The NFL claims in a motion filed Friday that a special investigator should be appointed to stop the “widespread fraud” in claims filed under the $1 billion concussion settlement.
The motion says an independent administrator has already rejected more than 400 claims as fraudulent, “including all claims submitted by a certain law firm.” The denied claims amount to 23 percent of the total claims filed. About 230 claims remain in audit for possible fraud, many of them selected because of red flags.

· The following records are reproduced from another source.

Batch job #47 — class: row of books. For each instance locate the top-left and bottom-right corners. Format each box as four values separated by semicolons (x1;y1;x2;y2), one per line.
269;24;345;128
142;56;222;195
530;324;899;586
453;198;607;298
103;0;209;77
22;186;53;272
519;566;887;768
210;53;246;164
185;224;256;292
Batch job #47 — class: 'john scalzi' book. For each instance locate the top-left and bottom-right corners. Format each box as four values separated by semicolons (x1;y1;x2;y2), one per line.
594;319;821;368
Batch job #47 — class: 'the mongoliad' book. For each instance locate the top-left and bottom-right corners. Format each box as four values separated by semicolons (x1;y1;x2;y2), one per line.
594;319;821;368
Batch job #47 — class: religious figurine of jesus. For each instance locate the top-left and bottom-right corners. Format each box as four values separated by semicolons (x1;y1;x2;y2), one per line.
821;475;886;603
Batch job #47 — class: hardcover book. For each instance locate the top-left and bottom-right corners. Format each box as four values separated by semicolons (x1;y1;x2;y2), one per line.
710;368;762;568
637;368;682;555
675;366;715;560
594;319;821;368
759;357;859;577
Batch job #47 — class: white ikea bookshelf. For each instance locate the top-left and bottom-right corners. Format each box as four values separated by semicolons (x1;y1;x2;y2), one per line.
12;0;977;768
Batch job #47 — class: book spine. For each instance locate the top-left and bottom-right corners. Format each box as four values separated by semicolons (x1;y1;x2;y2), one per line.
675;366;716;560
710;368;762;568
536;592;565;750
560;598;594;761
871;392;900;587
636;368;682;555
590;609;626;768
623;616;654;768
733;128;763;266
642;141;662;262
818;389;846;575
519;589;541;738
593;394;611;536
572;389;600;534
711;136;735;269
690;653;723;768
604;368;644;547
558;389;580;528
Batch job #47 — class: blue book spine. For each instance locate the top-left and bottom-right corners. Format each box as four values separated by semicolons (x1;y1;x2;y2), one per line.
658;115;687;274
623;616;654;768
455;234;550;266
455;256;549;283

The Wall Street Journal broke the news. USA Today and the New York Times followed with reports.
The motion, filed in the Eastern District of Pennsylvania, alleges fraud by retired players and doctors, as well as lawyers.
According to the motion, one law firm coached players how to answer questions in their evaluations. The firm “directed at least one retired player to show up for his evaluation hung over and on Valium” to make it appear he had cognitive impairment, the motion alleges.
Another law firm presented Alzheimer’s diagnoses for players who were as young as their 30s and 40s, the motion said. Virtually all of the law firm’s claimants who were diagnosed with Alzheimer’s had been evaluated by a pediatric neurologist. That doctor made an Alzheimer’s diagnosis in 75 percent of the players evaluated.
The motion also says many players “traveled long distances to be evaluated by self-selected medical professionals, likely identified by their lawyers, and, upon receiving purported diagnoses of Alzheimer’s or dementia, did not even seek follow-up medical treatment.”
The motion follows accusations that the NFL was slow in paying claims. Though an independent firm decides claims, the NFL has the right to appeal, and it has done so in 10 percent of the cases.
“Ironically,” the NFL motion says, “some of the lawyers who are complaining most vociferously and publicly about the slow pace of claims administration are themselves associated with the submission of questionable claims and the true cause of the delay.”